The newspaper Jagran was clearly being the spokesperson for only one section of citizens, the Hindus. It wrote further, relying on ‘sources from the police,’ that, in fact, “it was two girls, standard ten students from the minority, who were harassed and stalked by the youth and family members of one Sansar Singh that led to the conflict. The conflict resulted in three dead and 12 injured.” This manner of partisan reporting has been the bane of Indian journalism that has gone unchecked even before and during times of acute anti-minority pogroms. We have in India a Press Council of India that is mandated to act, but does so extremely sparingly.
As the ‘story’ unfolded, one thing became clear: two Muslim girls were teased by Hindu Jat boys on September 17, 2016, while on their way to school. The boys are said to belong to the family of a Jat hegemon in the village. When the girl’s family went to the Jat hegemon’s home to complain about the eve-teasing, they were fired upon from the roof of the fortified house, in a brazen display of power. One member of the girls’ family was killed on the spot.
The assault did not end there. The next morning, a mob of around 100 people attacked the girls’ home, and as many as 17 members of the Muslim family were badly injured in the violence. Three of the injured died later and a fourth, Rizwan, who works in a hair cutting salon in Delhi, was injured severely with bullet injuries in his neck, and thereafter succumbed to his injuries. In all, four people, including a woman, were killed in the violence, all Muslims. The fact that all the deceased and the injured belong to one family is proof that the girls’ family had only gone to beseech the elders of the deviant boys to rein them in, rather than express any community driven sentiment.

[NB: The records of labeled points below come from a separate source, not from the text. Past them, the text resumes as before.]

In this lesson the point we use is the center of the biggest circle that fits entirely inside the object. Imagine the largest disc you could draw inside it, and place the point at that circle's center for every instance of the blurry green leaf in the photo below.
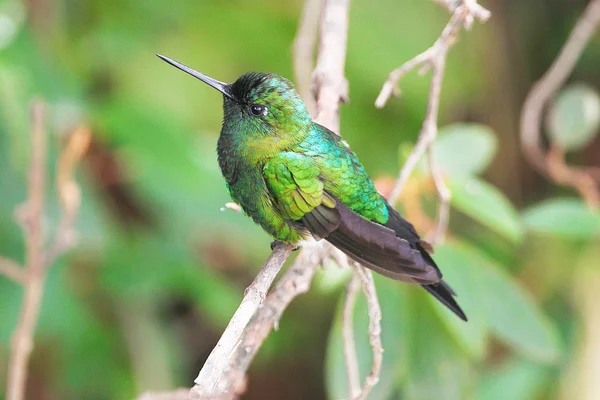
(574, 117)
(487, 205)
(438, 367)
(464, 150)
(564, 217)
(515, 380)
(462, 273)
(395, 325)
(511, 313)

Clearly, fair reporting was not the newspaper’s aim. The tendencies in large circulating newspapers to play the sinister political tune of the Hindutva right goes back decades, heightened during the aggressive mobilization of the majoritarian right in the mid 1980s.
These observations by the late media analyst Praful Bidwai, in Communalism Combat, August 1997, bear recall. The article was in an issue of the journal that was assessing 50 Years of Indian Secularism, titled, “Media in Service of Communalism.” Bidwai writes:
One of the most important—and yet among the saddest-changes to have occurred in the Indian media over the past 50 years is its communalization, or at least, its opening up to communal influences as never before. The respectability that Hindutva has acquired among the upper and middle class elite of the despicable Ram temple campaign culminating in the destruction of the Babri mosque in December 1992, and in horrific pogroms and riots the following month, would have been quite inconceivable without the media’s complicity with and soft line on the sangh combine.
It is also a fact of no mean consequence that the top journalists and columnists of India’s largest-circulation English-language magazine are not just BJP sympathizers, but hardcore RSS supporters, no less. Today, in most English-language newspapers and magazines-to a discussion of which this article is largely confined-pro-BJP articles, stories and leaders far out-number those that are strongly secular or liberal and left-wing in character.
This is a far cry from the early years of independence when the mainstream English-language press would treat the Jana Sangh, and in particular the RSS, as politically unacceptable, and as part of the lunatic fringe, far beyond the secular-democratic pale. This was only partly because of the trauma of Partition which witnessed the unfolding of the horrible consequences of communalism (of which the BJP is a legatee) and the assassination of Gandhi (the work, clearly and self-confessedly, of Hindutva).
It was also because the RSS Jana Sangh was seen as a fundamentally intolerant, parochial force that threatened unity, social cohesion and nation-building much in the way casteism or linguistic-regional chauvinism did.
It is this trend within the media which is today sharp and heightened with aggressive corporate control. Leave alone diversity and democratic coverage of trends and interests, this hegemonization threatens the very credibility of large sections of the Indian media today.